尝试理解Y-combinator
简介
在一个纯粹的函数式语言环境中,只有一种元素,就是一个单参函数
;; id function (lambda (x) x)
-- id function in haskll \x -> x
问题
比如需要求解一个列表的长度,该如何实现。
算法规则很简单: > 1. 空列表长度为0 > 2. 列表长度等于 1 + 列表除了头部元素以外的部分
常规的算法实现如下:
common lisp
;; in common lisp
(defun len (ls)
(if (null ls)
0
(1+ (len (cdr ls)))))
CL-USER> (len '(1 2 3)) 3 CL-USER> (len '()) 0
haskell
len1 :: (Num b ) => [a] -> b len1 [] = 0 len1 (_:xs) = 1 + len1 xs
λ> len1 [] 0 λ> len1 [1,2,3] 3
但是,如何基于纯粹的lambda表达式实现呢?
第一次尝试
尝试翻译之前写过的实现
(lambda (ls)
(if (null ls)
0
(1+ (?? (cdr ls)))))
*怎么办*,=?= 部分无法填充。因为现在这个匿名函数木有名字
神来一笔
假如有一个len的实现,不就可以了么!!!!
(lambda (perfectLenFunc)
(lambda (ls)
(if (null ls)
0
(1+ (perfectLenFunc (cdr ls))))))
哇擦,要是有=perfectLenFunc=(后续简写为=plf=…),还在这里浪费时间干神马。
*咳咳*,不急
;; change to scheme, due to the function namespace
(define len1
((lambda (plf)
(lambda (ls)
(if (null? ls)
0
(1+ (plf (cdr ls))))))
(lambda (ls)
(if (null? ls)
0
(1+ (error (cdr ls)))))))
scheme@(guile-user)> (len1 '()) $3 = 0 scheme@(guile-user)> (len1 '(a)) $4 = 1 scheme@(guile-user)> (len1 '(a b)) ERROR: In procedure scm-error: ERROR: ()

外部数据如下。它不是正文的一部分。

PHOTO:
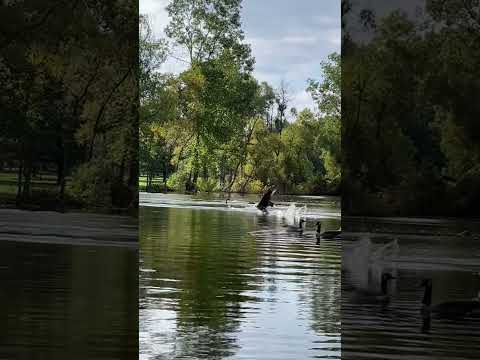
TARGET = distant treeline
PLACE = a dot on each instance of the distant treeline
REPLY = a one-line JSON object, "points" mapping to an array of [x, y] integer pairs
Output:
{"points": [[410, 123], [69, 103], [214, 127]]}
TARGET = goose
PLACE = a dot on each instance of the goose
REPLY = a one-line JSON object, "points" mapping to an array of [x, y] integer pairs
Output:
{"points": [[298, 229], [265, 202], [373, 295], [458, 308]]}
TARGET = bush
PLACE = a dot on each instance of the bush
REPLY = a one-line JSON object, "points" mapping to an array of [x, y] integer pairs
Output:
{"points": [[91, 183], [207, 185], [177, 181]]}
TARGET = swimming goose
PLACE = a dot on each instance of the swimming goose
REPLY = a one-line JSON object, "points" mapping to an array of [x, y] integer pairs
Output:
{"points": [[456, 308], [373, 295], [297, 229], [265, 202]]}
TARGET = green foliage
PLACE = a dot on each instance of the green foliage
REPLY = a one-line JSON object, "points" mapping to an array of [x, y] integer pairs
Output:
{"points": [[410, 129], [213, 127]]}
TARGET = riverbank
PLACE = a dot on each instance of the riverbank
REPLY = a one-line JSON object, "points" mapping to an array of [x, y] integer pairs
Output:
{"points": [[67, 228]]}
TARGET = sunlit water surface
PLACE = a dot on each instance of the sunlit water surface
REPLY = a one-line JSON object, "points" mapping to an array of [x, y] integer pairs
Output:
{"points": [[224, 281]]}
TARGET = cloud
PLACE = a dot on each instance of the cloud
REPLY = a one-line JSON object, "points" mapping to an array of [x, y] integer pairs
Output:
{"points": [[288, 40]]}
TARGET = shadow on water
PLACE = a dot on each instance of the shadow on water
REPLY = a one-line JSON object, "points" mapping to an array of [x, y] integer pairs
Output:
{"points": [[235, 284], [397, 327], [63, 301]]}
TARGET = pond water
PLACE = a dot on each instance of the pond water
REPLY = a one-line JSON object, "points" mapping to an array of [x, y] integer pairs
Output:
{"points": [[68, 288], [224, 281], [396, 329]]}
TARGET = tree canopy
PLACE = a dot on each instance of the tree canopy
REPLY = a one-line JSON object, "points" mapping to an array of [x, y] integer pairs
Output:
{"points": [[214, 127]]}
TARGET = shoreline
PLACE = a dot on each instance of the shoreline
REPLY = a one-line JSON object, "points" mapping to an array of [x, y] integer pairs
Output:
{"points": [[73, 228]]}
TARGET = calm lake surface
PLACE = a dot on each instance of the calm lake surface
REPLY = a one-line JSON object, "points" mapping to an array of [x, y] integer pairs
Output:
{"points": [[68, 286], [419, 249], [222, 281]]}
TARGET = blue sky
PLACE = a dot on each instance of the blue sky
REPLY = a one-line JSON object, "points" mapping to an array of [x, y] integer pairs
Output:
{"points": [[289, 39]]}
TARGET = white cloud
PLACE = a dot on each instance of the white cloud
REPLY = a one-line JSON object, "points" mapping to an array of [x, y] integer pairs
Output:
{"points": [[157, 14], [287, 43]]}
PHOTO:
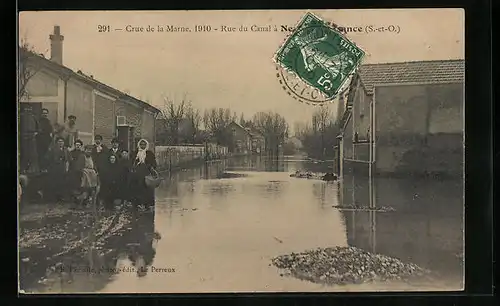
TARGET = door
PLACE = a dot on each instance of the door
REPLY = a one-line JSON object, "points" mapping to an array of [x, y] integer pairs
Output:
{"points": [[124, 136]]}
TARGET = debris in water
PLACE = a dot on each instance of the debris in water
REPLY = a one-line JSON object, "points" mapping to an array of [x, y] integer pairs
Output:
{"points": [[358, 207], [277, 239], [345, 265]]}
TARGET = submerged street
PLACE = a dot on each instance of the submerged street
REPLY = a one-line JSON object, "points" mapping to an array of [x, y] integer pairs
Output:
{"points": [[216, 228]]}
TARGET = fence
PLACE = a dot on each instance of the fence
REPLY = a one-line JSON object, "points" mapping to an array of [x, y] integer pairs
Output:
{"points": [[169, 157]]}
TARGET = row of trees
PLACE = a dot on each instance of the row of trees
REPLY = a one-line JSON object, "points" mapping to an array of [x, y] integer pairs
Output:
{"points": [[182, 123], [319, 136]]}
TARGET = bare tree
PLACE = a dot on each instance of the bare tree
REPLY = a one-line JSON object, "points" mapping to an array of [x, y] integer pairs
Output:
{"points": [[173, 113], [216, 121], [28, 66], [193, 116], [322, 119]]}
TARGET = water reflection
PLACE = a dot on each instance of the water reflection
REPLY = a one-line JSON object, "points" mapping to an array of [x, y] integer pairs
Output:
{"points": [[219, 233], [103, 255], [426, 227]]}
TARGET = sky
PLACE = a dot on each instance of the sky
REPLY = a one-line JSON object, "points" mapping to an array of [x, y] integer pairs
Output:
{"points": [[229, 69]]}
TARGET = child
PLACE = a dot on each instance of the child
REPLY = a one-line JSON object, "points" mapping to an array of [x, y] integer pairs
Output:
{"points": [[89, 178]]}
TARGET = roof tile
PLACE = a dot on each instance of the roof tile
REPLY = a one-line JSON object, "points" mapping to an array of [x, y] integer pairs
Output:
{"points": [[435, 72]]}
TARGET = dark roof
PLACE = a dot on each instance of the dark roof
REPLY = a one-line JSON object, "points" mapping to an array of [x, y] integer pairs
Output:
{"points": [[428, 72], [67, 72]]}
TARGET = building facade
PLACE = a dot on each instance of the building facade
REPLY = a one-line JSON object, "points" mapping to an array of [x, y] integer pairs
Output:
{"points": [[245, 140], [405, 118], [100, 109]]}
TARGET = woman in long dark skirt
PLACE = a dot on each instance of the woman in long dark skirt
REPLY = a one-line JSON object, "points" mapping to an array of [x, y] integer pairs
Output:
{"points": [[143, 163], [75, 174], [111, 177], [125, 165], [58, 161]]}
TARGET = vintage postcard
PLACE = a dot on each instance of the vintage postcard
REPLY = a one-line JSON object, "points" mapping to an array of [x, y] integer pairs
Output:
{"points": [[241, 151]]}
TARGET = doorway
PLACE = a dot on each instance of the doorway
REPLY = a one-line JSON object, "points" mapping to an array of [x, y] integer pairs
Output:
{"points": [[126, 137]]}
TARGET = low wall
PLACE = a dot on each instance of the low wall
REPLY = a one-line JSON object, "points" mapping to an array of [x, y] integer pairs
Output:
{"points": [[169, 157]]}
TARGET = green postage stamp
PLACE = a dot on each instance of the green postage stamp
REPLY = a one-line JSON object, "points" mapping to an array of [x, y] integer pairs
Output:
{"points": [[319, 55]]}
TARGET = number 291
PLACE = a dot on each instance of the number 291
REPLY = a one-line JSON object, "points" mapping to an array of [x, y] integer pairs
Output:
{"points": [[103, 28]]}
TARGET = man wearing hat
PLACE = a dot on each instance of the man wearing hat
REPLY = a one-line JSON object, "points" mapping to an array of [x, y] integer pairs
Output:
{"points": [[116, 148], [100, 153]]}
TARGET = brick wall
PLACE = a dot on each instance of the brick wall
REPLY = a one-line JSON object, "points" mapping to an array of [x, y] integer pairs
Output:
{"points": [[148, 128], [104, 124], [133, 114], [361, 113], [79, 103]]}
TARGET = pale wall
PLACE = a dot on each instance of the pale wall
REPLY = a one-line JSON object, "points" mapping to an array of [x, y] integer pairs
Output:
{"points": [[419, 128]]}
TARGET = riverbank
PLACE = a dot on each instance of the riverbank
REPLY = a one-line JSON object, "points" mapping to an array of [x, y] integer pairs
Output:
{"points": [[56, 235]]}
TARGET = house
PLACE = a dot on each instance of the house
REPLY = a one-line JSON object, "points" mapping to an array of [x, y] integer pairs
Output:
{"points": [[99, 108], [413, 112], [246, 140]]}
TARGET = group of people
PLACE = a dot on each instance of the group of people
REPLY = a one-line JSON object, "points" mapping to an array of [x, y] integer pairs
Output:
{"points": [[85, 173], [110, 174]]}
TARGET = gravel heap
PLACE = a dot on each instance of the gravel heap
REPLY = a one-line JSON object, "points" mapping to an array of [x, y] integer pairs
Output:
{"points": [[345, 265]]}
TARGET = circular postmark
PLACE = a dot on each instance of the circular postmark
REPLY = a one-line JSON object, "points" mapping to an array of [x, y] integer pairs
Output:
{"points": [[313, 86]]}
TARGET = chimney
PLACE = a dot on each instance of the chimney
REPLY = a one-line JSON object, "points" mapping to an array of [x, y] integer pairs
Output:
{"points": [[56, 50]]}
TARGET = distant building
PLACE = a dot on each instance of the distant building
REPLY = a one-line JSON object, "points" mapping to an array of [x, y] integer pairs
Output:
{"points": [[99, 108], [413, 111], [246, 140]]}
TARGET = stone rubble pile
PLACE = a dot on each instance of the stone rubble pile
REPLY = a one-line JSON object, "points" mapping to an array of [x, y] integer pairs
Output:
{"points": [[345, 265]]}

咦,这样就可以支持长度为0的列表和长度为1的列表咧。
整体优化一下重复代码
(define mk-len
(lambda (plf)
(lambda (ls)
(if (null? ls)
0
(1+ (plf (cdr ls)))))))
(define len0 (mk-len error))
(define len1 (mk-len len0))
(define len2 (mk-len len1))
;; output
scheme@(guile-user)>
(define len0 (mk-len error))
(define len1 (mk-len len0))
(define len2 (mk-len len1))
scheme@(guile-user)> (len2 '(1 2))
$6 = 2
看来,功夫不负有心人,只要足够努力, 不管多长的列表,都能写出对应的函数算出来! > 太天真了少年 (画外音)
神又来一笔
时间过去了一年,少年终于写出了可以计算长度 =14239823586=以内的列表的长度!

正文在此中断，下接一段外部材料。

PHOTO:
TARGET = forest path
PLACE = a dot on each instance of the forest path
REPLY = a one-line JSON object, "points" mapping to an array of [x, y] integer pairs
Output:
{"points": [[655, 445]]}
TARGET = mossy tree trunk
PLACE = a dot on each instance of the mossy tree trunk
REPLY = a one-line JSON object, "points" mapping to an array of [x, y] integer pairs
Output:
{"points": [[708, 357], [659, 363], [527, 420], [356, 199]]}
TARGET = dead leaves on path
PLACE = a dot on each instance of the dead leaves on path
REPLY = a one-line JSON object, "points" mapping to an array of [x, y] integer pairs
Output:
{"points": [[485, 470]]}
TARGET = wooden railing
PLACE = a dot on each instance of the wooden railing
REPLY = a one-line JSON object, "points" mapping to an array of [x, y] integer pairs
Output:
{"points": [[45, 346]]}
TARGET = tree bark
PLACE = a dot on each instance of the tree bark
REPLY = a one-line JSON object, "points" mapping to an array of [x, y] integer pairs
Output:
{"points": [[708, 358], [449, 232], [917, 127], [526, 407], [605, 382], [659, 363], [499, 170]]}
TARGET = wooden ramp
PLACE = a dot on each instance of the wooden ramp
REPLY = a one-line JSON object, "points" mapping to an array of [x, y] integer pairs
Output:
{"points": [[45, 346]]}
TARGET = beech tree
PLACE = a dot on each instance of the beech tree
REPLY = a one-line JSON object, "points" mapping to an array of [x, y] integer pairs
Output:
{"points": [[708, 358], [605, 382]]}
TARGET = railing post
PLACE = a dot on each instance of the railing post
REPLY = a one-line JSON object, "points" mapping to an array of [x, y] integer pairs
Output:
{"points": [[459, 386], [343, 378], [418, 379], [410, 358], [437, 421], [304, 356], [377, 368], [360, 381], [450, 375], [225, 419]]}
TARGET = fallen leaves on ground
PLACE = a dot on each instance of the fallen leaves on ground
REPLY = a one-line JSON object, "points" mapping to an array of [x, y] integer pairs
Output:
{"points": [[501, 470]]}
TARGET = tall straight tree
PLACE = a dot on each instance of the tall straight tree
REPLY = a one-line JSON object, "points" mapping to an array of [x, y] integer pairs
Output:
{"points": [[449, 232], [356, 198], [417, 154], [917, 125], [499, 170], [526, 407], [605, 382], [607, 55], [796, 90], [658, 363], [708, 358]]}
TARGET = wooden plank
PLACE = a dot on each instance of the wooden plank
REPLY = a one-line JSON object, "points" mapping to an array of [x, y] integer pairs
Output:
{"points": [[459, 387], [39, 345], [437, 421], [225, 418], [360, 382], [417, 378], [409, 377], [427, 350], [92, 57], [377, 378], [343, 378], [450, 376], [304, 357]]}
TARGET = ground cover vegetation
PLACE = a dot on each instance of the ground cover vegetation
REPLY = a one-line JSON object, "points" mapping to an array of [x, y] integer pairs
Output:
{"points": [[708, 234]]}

突然一个霹雳从天而降 > 你个XX,想写到死啊!!!! (画外音again)
咦,注意 (define len0 (mk-len error)),
=error=耶,岂不是说不管提供神马函数,都 不影响么
(define len2 (mk-len (mk-len (mk-len mk-len)))) ;; output scheme@(guile-user)> (define len2 (mk-len (mk-len (mk-len mk-len)))) scheme@(guile-user)> (len2 '(1 2)) $8 = 2
哇,那岂不是可以这样!!!
(define real-len
((lambda (mk-len)
(mk-len mk-len))
(lambda (mk-len)
(lambda (l)
(if (null? l) 0
(1+ ((mk-len mk-len) (cdr l))))))))
scheme@(guile-user)> (real-len '(1 2 3 a b d c s))
$9 = 8
好棒!好陶醉!好满足!!!
神又来一笔!
不过,写出来的程序看着好奇怪。好多=mk-len=,=(mk-len mk-len)=, 看不懂啊. 只有
(lambda (l)
(if (null? l) 0
(1+ (?? (cdr l))))))))
这个才是我想要的呢… 那就想办法把=(mklen mklen)= 搞出去,做参数传进来好了👌
((lambda (mk-len)
(mk-len mk-len))
(lambda (mk-len)
((lambda (len)
(lambda (l)
(if (null? l) 0
(1+ (len (cdr l))))))
(lambda (x) ((mk-len mk-len) x)))))
哇,中间的代码看起来,有点像那么一回事了。想办法挪挪结构,更好看一点。
((lambda (len')
((lambda (mk-len) (mk-len mk-len))
(lambda (mk-len) (len' (lambda (x) ((mk-len mk-len) x))))))
(lambda (len)
(lambda (l)
(if (null? l) 0
(1+ (len (cdr l)))))))
BINGO !!
the ultimate Y-Combinator
(define Y
(lambda (targetFunction)
((lambda (f) (f f))
(lambda (f) (targetFunction (lambda (x) ((f f) x)))))))
(define len
( Y (lambda (len')
(lambda (l)
(if (null? l) 0
(1+ (len' (cdr l))))))))
;; output
scheme@(guile-user)> (len '(a b d c dd s sf ad f))
$10 = 9
炫酷爆棚了! 有没有
实践
in haskell
-- here is where miracle begins
newtype Rec a = In { out :: Rec a -> a } -- for type deduction
y :: (a -> a) -> a
y tf = (\f -> out f f) $In (\f -> tf (out f f))
ylen :: (Num b) => [a]->b
ylen = y (\len' ls -> if null ls then 0 else (len'.tail$ls)+1)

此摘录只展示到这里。